Alkaline phosphatase was purified from plasma membranes of rat ascites hepatoma AH-130, the homogenate of which had 50-fold higher specific activity than that found in the liver homogenate. The presence of Triton X-100, 0.5%, was essential to avoid its aggregation and to stabilize its activity. The purified enzyme, a glycoprotein, was homogeneous in poly-acrylamide gel electrophoresis. Polyacrylamide gel electrophoresis in sodium dodecyl sulfate indicated a protein molecular weight of 140,000. The addition of β-mercaptoethanol caused the dissociation of the alkaline phosphatase into two subunits of identical molecular weight, 72,000. Isoelectric focusing revealed that the pI of this enzyme is 4.7. The pH optimum for the purified enzyme was 10.5 or higher with p-nitrophenylphosphate, and slightly lower pH values (pH 9.5–10.2) were obtained when other substrates were used. Of the substrates tested, p-nitrophenylphosphate (K^m=0.3 mm) was most rapidly hydrolyzed. V_max values of other substrates relative to that of p-nitrophenyIphosphate were as follows; β-glycerophosphate, 76% 5′-TMP, 82%; 5′-AMP, 62%; 5′-IMP, 43%; glucose-6-phosphate, 39% ADP, 36%; and ATP, 15%. More than 90% of the activity of the purified enzyme was irreversibly lost when it was heated at 55°C for 30 min, or exposed either to 10 mM β-mercaptoethanol for 10 min, to 3 m urea for 30 min, or to an acidic pH below pH 5.0 for 2 h.
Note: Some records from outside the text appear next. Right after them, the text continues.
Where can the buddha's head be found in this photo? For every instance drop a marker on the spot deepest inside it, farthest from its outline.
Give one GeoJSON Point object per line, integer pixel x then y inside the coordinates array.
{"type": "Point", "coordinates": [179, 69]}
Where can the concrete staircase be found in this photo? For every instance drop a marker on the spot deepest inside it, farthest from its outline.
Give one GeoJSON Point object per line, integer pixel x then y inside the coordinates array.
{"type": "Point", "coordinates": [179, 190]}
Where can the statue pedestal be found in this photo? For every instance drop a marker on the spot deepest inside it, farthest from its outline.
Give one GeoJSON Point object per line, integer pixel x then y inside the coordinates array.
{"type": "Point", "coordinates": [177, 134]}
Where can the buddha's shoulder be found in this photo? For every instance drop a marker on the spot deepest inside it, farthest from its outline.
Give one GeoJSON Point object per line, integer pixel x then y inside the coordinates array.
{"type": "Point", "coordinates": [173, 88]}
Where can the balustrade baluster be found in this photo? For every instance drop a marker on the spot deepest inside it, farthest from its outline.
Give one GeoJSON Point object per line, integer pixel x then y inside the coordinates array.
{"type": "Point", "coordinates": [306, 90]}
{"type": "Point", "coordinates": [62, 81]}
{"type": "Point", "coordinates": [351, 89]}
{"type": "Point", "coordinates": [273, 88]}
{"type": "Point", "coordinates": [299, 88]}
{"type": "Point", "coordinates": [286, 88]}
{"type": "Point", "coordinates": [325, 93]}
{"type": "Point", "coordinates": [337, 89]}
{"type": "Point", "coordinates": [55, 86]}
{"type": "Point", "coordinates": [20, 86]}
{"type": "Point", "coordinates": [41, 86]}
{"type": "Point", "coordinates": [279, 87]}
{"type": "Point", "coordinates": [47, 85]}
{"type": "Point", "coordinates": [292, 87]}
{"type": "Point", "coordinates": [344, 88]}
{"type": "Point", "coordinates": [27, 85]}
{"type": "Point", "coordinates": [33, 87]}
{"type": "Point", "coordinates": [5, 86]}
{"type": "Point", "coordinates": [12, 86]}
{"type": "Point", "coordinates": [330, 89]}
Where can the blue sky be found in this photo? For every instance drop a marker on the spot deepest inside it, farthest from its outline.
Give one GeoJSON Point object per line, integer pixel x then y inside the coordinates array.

Of the effects by divalent cations, Mg²⁺ activated the enzyme by 20% whereas Zn²⁺ strongly inhibited it by 95% at 0.5 mM. EDTA at higher than 1 mM inactivated the enzyme irreversibly, although the effect of EDTA at lower than 0.1 mM was reversible by the addition of divalent cations, particularly by Mg²⁺. The enzyme was most strongly inhibited by L-histidine among the amino acids tested, and also strongly inhibited by imidazole. These results suggest that alkaline phosphatase of rat hepatoma AH-130 is very similar to that of rat liver in most of the properties reported so far.